A section on facilitating women's participation maintains that unless specific steps are taken to ensure that women participate and benefit, they usually do not. For example, out of 121 rural water supply projects women only benefited from the 17 percent of water projects specifically designed to involve them. Barriers to women's participation include: customs, beliefs and attitudes which confine women to the domestic sphere; women's economic and domestic workloads which impose time constraints; and law and customs which impede women's access to credit, productive inputs, employment, education, information, or medical care. Measures for supporting women's participation involve obtaining information through gender analysis which can lead to a gender strategy to address practical and strategic gender needs. Effective gender strategies pay particular attention to resource allocation at household and community level. Gender planning is most effective when it occurs early in policy formulation, analytical work and project preparation.
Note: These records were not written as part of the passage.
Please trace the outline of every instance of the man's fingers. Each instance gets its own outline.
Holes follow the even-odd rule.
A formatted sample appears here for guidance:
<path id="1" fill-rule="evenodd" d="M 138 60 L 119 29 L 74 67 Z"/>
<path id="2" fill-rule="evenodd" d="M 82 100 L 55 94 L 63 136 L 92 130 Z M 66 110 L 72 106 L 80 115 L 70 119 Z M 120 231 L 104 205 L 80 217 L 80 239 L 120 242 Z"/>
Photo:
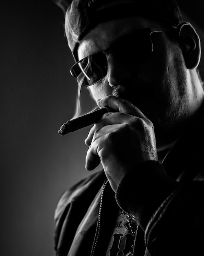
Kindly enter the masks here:
<path id="1" fill-rule="evenodd" d="M 140 110 L 131 102 L 116 96 L 109 96 L 104 97 L 97 101 L 101 107 L 108 106 L 114 110 L 125 113 L 143 118 L 145 116 Z"/>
Women's groups are often the most effective entry point for initiating activities and reaching poor households, and groups also provide a legitimate "social space" beyond the home and foster a sense of solidarity encouraging women to deal with unfamiliar formal institutions and processes. A paper included in the first annex of this Sourcebook discusses gender analysis, a tool which takes into account women's roles in production, reproduction and management of community and other activities. Applied to development interventions gender analysis helps to identify genderbased differentials in access to resources, permits planners to achieve policy design reform and supportive program strategies, and develops training packages to sensitize development staff on gender issues.
A working paper in the second annex on participation in the water and sanitation sector states that the participation of users in designing and implementing projects and managing water and sanitation services is now being built into Bank-funded projects to increase efficiency, equity and cost recovery and to facilitate the extension of service coverage to poor communities. Success depends on establishing the necessary institutional arrangements for participation and project delivery. In addition, task managers have to spend more time in the field, and adapt Bank procedures to support appropriate models for financing and procurement. A second working paper on gender issues in participation gives examples of how Participatory Poverty Assessments have produced genderdifferentiated data which leads to valuable gender analysis and policy proposals for enhancing women's capacity to contribute to, and participate in, the development process. When obstacles to women's participation are severe, there is a case for targeting women's needs and designing projects exclusively for women until an environment for their participation has been created.